Many studies indicate high rates of mortality for nonsurgical patients, especially after one year. Surgical treatment compared with conservative treatment, in fact, reduces the likelihood of leg deformities, reduces the length of admission, and leads to a more effective rehabilitation [334]. Not everyone, however, agrees on a relationship between preoperative hospitalization and mortality [9, 16, 17]. In our study, postoperative mortality was 19.7% at two years. We performed models that permitted to distinguish a significant increased of risk in the first two day after surgery and a significant reduction thereafter with this effect still evident also for late mortality. The increased risk of death in the first two days after surgery is probably due possible postoperative complications, as well as to those factors, not identified in this study, such as organization and preoperative evaluation. Roche and colleagues [19], in a prospective study on post-operative complications among the elderly operated on for hip fracture, reported that among patients with multiple comorbidities, there is a high risk of developing pulmonary and cardiac complications following surgery associated with 3 and 8% higher 30-day mortality, respectively, than those without comorbidities.

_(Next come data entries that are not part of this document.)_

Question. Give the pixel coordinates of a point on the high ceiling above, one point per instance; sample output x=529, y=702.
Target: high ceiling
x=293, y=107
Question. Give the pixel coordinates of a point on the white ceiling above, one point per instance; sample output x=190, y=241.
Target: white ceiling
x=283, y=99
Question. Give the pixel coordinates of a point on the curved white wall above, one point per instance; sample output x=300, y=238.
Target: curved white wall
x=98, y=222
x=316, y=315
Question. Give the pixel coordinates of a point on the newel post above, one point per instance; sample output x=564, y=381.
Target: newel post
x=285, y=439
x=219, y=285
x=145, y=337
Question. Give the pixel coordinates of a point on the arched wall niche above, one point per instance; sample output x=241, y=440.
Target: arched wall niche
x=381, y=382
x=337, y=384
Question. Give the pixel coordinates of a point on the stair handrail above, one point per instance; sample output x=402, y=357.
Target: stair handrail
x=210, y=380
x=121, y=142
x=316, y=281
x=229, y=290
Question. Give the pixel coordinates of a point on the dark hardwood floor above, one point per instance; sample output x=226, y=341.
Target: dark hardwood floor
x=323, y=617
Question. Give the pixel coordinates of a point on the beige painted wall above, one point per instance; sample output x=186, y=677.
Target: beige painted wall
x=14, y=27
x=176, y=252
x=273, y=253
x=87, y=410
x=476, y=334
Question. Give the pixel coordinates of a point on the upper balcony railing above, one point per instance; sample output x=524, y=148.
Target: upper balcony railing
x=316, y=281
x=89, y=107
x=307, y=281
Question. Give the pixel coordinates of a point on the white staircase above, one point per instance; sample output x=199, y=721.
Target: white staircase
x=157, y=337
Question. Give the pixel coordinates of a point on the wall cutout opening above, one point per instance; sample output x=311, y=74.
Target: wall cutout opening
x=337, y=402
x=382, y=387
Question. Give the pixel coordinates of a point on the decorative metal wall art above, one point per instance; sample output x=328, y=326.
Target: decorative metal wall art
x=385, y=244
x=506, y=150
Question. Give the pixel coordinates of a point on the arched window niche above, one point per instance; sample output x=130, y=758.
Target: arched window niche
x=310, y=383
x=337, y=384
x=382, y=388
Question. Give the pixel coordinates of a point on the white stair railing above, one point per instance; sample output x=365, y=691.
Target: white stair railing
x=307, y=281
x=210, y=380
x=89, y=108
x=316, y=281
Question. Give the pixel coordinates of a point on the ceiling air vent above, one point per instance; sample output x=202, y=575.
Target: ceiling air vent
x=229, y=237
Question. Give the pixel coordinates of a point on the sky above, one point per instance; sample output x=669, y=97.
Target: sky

Assessing the risk of mortality linked to annual surgical volume of a facility is more controversial: this work showed a significant increased risk in the period 30-180 days after hospital admission for those who had been recovered in hospitals with a medium volume of hip fracture surgery. This result is similar to that of another Italian study [17], yet there are other recent studies on the subject that have not revealed any differences [35]. Contrasting results could be due to the fact that volume activity is an indicator of other characteristics of the facility that are not always easy to assess or residual confounding due to a worse case-mix in larger hospitals.

The multilevel analysis introduced in the Cox model (shared frailties Cox regression model), showed that there is a correlation between patients recovered in the same hospital (theta < 0.05), therefore we have a heterogeneity between the hospital with a latent common group effect. The model used assumes, in fact, that survival times can be considered independent, conditionally on the random effect shared. The statistical model used took into account the non-independence of observations at the same time allowing for the simultaneous analysis of the variables that "come" from the different facilities.

The study has some limitations that need to be highlighted. First, the cohort was analyzed only in relation to the explanatory variables from the index hospitalization and with little additional information related to medical conditions and complications after discharge. In addition, health databases were used that were not created exclusively for epidemiological analyses.

The limits described above, however, can be counterbalanced with some merits. The study is "area-based" and no selection was made of patients or of medical facility - it is perfectly representative of the real circumstances of an Italian region. Furthermore, an original feature of the study is that we investigated the determinants of early, intermediate and late mortality from hospital admission by integrating various medical archives, (i.e., mortality registry, RHD, and the Inpatient Rehabilitation registry) providing additional information useful to evaluate parameters potentially related to the outcome.

Conclusions

Our study suggests that both clinical and organizational factors of acute care treatment are associated with the risk of early mortality and that risk increases when we consider intermediate term mortality. In two-year post-admission mortality, however, only age, male gender, cognitive problems and the presence of other comorbidities remain significant but with less risk than in earlier periods. This result could indicate that, among those who survived 6 months, other factors occurring after the fracture event play a important role.